Correlation Between State Farm and Aqr Long
Can any of the company-specific risk be diversified away by investing in both State Farm and Aqr Long at the same time? Although using a correlation coefficient on its own may not help to predict future stock returns, this module helps to understand the diversifiable risk of combining State Farm and Aqr Long into the same portfolio, which is an essential part of the fundamental portfolio management process.
By analyzing existing cross correlation between State Farm Municipal and Aqr Long Short Equity, you can compare the effects of market volatilities on State Farm and Aqr Long and check how they will diversify away market risk if combined in the same portfolio for a given time horizon. You can also utilize pair trading strategies of matching a long position in State Farm with a short position of Aqr Long. Check out your portfolio center. Please also check ongoing floating volatility patterns of State Farm and Aqr Long.
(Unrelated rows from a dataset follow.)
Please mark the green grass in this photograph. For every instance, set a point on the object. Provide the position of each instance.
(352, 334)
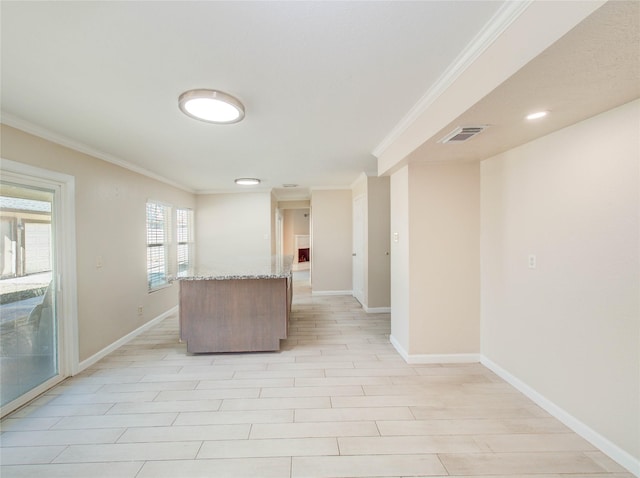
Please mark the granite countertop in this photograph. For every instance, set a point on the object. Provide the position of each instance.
(268, 267)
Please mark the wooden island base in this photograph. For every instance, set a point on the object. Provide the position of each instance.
(234, 315)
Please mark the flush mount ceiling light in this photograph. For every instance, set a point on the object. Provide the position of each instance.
(211, 106)
(247, 181)
(537, 115)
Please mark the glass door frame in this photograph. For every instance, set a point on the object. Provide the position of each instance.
(63, 187)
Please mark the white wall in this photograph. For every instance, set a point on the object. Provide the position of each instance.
(296, 222)
(233, 225)
(110, 224)
(377, 244)
(570, 328)
(331, 241)
(399, 200)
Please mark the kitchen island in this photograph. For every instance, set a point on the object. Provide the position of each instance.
(238, 306)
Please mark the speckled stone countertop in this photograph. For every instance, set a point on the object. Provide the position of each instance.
(267, 267)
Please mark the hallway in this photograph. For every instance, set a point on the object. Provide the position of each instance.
(336, 401)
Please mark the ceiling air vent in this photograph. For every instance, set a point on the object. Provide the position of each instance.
(462, 133)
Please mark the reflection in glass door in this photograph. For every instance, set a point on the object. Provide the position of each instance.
(28, 325)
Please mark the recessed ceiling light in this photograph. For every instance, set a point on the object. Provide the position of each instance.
(537, 115)
(211, 106)
(247, 181)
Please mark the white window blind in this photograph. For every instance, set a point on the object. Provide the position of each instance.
(157, 244)
(184, 233)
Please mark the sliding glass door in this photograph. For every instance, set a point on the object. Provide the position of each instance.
(28, 320)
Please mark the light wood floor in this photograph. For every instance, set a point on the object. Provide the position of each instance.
(337, 401)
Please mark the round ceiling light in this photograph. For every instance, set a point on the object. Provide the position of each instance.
(211, 106)
(537, 115)
(247, 181)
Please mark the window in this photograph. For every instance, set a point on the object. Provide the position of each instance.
(184, 232)
(157, 244)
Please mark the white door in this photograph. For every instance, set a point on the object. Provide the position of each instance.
(358, 248)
Diversification Opportunities for State Farm and Aqr Long
-0.31 | Correlation Coefficient |
Very good diversification
The 3 months correlation between State and Aqr is -0.31. Overlapping area represents the amount of risk that can be diversified away by holding State Farm Municipal and Aqr Long Short Equity in the same portfolio, assuming nothing else is changed. The correlation between historical prices or returns on Aqr Long Short and State Farm is a relative statistical measure of the degree to which these equity instruments tend to move together. The correlation coefficient measures the extent to which returns on State Farm Municipal are associated (or correlated) with Aqr Long. Values of the correlation coefficient range from -1 to +1, where. The correlation of zero (0) is possible when the price movement of Aqr Long Short has no effect on the direction of State Farm i.e., State Farm and Aqr Long go up and down completely randomly.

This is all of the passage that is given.